Druart was attending the meeting as part of NATO's attempts to win the trust and support of local civilians in an area just 60 kilometres (38 miles) east of Kabul with a strong Taliban insurgent presence.

"A security cordon has been put in place by French forces based in Kapisa province, including Gazelle reconnaissance helicopters and Tiger helicopter gunships," Prazuck said.

France has the fourth largest contingent in the NATO force battling against the Taliban in Afghanistan, with 3,750 personnel assigned to the mission, of which 3,400 are based in Afghanistan itself.
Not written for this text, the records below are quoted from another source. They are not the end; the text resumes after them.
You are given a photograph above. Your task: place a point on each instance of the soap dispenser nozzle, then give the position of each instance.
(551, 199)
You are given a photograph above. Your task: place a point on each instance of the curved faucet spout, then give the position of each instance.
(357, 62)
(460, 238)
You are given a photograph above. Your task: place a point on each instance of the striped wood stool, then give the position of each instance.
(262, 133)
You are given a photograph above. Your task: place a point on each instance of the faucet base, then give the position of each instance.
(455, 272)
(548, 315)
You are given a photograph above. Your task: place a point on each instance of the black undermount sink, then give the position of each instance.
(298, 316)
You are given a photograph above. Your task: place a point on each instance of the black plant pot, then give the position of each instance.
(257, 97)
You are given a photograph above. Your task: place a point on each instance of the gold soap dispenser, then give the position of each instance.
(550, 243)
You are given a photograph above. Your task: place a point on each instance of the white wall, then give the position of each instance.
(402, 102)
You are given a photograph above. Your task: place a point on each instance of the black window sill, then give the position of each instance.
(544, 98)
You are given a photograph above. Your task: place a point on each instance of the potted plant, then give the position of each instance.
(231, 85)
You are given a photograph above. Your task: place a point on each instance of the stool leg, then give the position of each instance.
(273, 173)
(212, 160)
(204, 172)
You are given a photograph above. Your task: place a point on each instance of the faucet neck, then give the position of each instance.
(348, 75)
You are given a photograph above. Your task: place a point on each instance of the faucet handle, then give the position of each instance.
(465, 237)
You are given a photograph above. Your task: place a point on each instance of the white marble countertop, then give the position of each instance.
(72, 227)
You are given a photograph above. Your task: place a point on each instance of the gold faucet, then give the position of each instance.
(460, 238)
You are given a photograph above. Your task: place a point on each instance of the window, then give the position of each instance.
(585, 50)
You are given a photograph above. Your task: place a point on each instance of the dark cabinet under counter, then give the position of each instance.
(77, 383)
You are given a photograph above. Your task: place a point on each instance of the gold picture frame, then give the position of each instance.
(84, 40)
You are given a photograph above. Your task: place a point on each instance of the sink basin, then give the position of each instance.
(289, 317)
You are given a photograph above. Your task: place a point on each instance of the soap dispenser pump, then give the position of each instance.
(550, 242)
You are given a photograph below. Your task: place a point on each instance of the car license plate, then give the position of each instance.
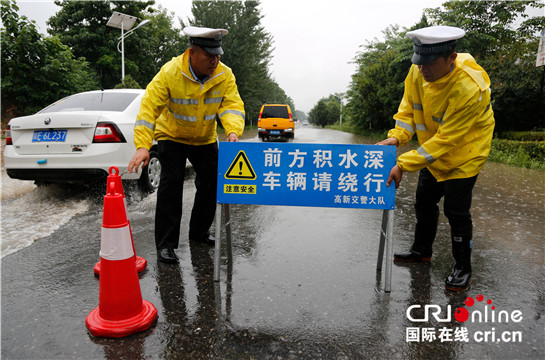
(49, 135)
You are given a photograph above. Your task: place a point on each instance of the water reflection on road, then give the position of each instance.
(302, 284)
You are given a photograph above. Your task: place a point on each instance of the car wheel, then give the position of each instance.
(149, 180)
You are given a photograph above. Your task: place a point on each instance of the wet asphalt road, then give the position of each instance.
(302, 284)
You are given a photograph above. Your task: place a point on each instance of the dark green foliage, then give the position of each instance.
(82, 26)
(326, 112)
(36, 71)
(505, 50)
(523, 135)
(528, 154)
(248, 49)
(128, 83)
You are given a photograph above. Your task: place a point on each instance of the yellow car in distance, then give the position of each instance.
(275, 122)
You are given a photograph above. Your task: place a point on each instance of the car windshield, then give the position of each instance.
(99, 101)
(275, 111)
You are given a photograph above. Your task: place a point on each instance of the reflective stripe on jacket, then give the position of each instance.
(177, 107)
(452, 118)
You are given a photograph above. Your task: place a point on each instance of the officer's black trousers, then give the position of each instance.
(457, 205)
(168, 215)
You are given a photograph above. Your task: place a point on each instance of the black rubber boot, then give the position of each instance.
(460, 278)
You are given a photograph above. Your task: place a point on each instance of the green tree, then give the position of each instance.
(247, 47)
(326, 111)
(506, 52)
(377, 86)
(36, 71)
(82, 26)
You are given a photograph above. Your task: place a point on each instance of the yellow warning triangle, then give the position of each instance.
(241, 168)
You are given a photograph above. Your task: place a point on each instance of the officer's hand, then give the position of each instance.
(140, 157)
(395, 174)
(389, 141)
(232, 137)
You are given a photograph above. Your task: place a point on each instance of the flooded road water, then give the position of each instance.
(302, 284)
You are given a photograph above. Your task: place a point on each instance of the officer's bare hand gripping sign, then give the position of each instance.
(179, 111)
(447, 105)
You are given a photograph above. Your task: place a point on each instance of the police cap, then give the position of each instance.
(207, 39)
(431, 42)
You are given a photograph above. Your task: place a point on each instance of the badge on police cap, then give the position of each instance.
(206, 38)
(431, 42)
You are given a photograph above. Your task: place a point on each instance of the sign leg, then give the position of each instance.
(227, 214)
(217, 250)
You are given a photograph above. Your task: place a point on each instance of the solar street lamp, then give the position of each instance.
(124, 22)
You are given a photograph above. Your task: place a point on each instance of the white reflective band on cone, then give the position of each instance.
(116, 243)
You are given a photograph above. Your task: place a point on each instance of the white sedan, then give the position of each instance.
(77, 140)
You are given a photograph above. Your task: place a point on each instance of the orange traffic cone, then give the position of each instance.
(121, 310)
(140, 261)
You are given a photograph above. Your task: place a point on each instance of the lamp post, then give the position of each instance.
(124, 22)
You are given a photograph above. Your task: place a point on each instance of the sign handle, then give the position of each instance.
(389, 251)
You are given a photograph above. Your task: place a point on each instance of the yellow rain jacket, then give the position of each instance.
(179, 108)
(452, 118)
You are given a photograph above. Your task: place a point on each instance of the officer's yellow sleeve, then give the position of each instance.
(231, 111)
(153, 103)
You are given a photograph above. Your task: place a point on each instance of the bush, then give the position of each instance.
(523, 135)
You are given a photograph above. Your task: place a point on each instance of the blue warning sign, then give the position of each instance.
(300, 174)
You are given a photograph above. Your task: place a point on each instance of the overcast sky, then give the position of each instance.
(315, 41)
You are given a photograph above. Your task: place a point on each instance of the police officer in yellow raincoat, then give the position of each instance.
(179, 111)
(447, 105)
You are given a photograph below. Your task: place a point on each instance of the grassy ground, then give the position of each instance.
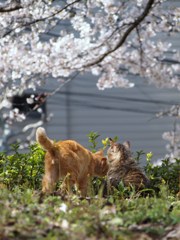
(23, 216)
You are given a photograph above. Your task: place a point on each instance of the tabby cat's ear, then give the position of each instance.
(111, 141)
(127, 144)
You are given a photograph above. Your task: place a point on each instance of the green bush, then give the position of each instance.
(168, 173)
(22, 169)
(25, 169)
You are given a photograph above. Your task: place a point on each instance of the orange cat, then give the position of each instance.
(69, 157)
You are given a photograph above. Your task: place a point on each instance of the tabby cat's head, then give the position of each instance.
(118, 152)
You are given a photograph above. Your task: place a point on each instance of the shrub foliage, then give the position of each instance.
(25, 169)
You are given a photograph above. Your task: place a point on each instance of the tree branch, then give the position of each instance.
(126, 34)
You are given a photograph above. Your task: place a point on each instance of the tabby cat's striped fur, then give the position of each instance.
(122, 167)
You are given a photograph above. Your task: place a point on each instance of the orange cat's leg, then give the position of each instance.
(49, 180)
(68, 182)
(83, 186)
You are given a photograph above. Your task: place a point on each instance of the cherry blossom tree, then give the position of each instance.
(108, 38)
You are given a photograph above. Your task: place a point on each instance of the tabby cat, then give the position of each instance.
(123, 168)
(71, 160)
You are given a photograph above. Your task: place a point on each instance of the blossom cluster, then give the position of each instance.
(109, 38)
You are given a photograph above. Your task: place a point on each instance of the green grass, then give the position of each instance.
(23, 216)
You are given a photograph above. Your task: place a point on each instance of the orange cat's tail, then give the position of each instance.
(43, 140)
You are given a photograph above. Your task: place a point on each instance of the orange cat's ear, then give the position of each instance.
(127, 145)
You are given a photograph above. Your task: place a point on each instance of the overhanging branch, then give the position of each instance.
(133, 26)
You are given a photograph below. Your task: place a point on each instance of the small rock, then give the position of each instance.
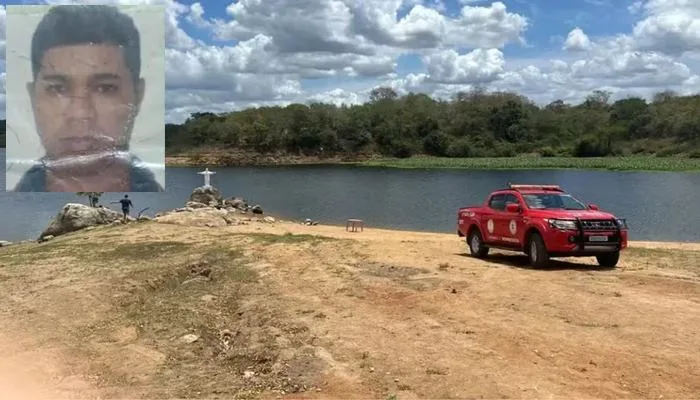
(198, 278)
(195, 205)
(189, 338)
(46, 238)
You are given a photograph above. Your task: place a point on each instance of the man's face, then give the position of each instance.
(84, 100)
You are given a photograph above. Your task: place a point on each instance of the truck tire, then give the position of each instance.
(537, 251)
(608, 260)
(476, 244)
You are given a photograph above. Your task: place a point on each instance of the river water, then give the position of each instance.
(659, 206)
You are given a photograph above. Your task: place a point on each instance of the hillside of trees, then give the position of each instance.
(473, 124)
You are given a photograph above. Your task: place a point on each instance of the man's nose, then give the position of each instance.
(81, 107)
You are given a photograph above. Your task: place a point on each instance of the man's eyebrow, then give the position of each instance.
(106, 76)
(54, 77)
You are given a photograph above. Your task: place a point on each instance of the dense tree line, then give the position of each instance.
(473, 124)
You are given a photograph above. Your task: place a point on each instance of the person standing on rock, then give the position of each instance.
(126, 205)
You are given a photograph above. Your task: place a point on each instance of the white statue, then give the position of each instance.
(207, 176)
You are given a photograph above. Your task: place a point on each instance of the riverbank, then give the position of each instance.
(257, 308)
(634, 163)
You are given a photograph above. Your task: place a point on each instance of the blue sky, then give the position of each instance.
(226, 55)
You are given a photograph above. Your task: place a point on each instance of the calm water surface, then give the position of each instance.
(658, 206)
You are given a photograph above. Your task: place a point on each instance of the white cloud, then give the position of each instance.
(283, 51)
(477, 66)
(577, 40)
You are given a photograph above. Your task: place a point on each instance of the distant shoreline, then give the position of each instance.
(631, 163)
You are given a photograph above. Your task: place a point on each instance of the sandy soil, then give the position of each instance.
(305, 312)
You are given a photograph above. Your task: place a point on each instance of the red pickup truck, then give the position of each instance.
(542, 221)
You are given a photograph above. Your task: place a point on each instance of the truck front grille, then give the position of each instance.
(598, 225)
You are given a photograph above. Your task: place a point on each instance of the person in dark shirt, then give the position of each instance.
(126, 205)
(85, 95)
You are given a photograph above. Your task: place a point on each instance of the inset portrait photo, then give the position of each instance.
(85, 98)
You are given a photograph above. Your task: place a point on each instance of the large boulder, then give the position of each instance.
(74, 216)
(236, 202)
(208, 195)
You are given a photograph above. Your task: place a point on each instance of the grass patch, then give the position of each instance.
(237, 327)
(288, 238)
(675, 259)
(632, 163)
(143, 251)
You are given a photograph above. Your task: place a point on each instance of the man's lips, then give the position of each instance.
(86, 144)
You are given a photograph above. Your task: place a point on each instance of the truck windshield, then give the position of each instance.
(548, 201)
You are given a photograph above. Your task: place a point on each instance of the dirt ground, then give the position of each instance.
(283, 310)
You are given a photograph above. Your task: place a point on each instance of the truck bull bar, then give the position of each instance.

This month, 2,500 French combat troops have been assigned to Task Force Lafayette, under American command, fighting in rough terrain northeast of Kabul to secure towns and transport links threatened by the rebels.

But as the French commitment has increased, concerns have been raised at home. Opposition lawmakers summoned Defence Minister Herve Morin and Foreign Minister Bernard Kouchner to answer questions on the conflict on Monday.

In August, an IFOP poll of 1,005 French voters found 64 percent opposed France's participation in the campaign.

President Nicolas Sarkozy has promised not to increase French troop numbers in Afghanistan, although a small contingent of gendarmes is deploying to train Afghan police, and some members of his ruling UMP are getting cold feet.

At the weekend, the UMP speaker of the French senate, Gerard Larcher, told Le Monde that France should develop an exit strategy to avoid becoming an "occupation force" and to get troops home "within five or six years."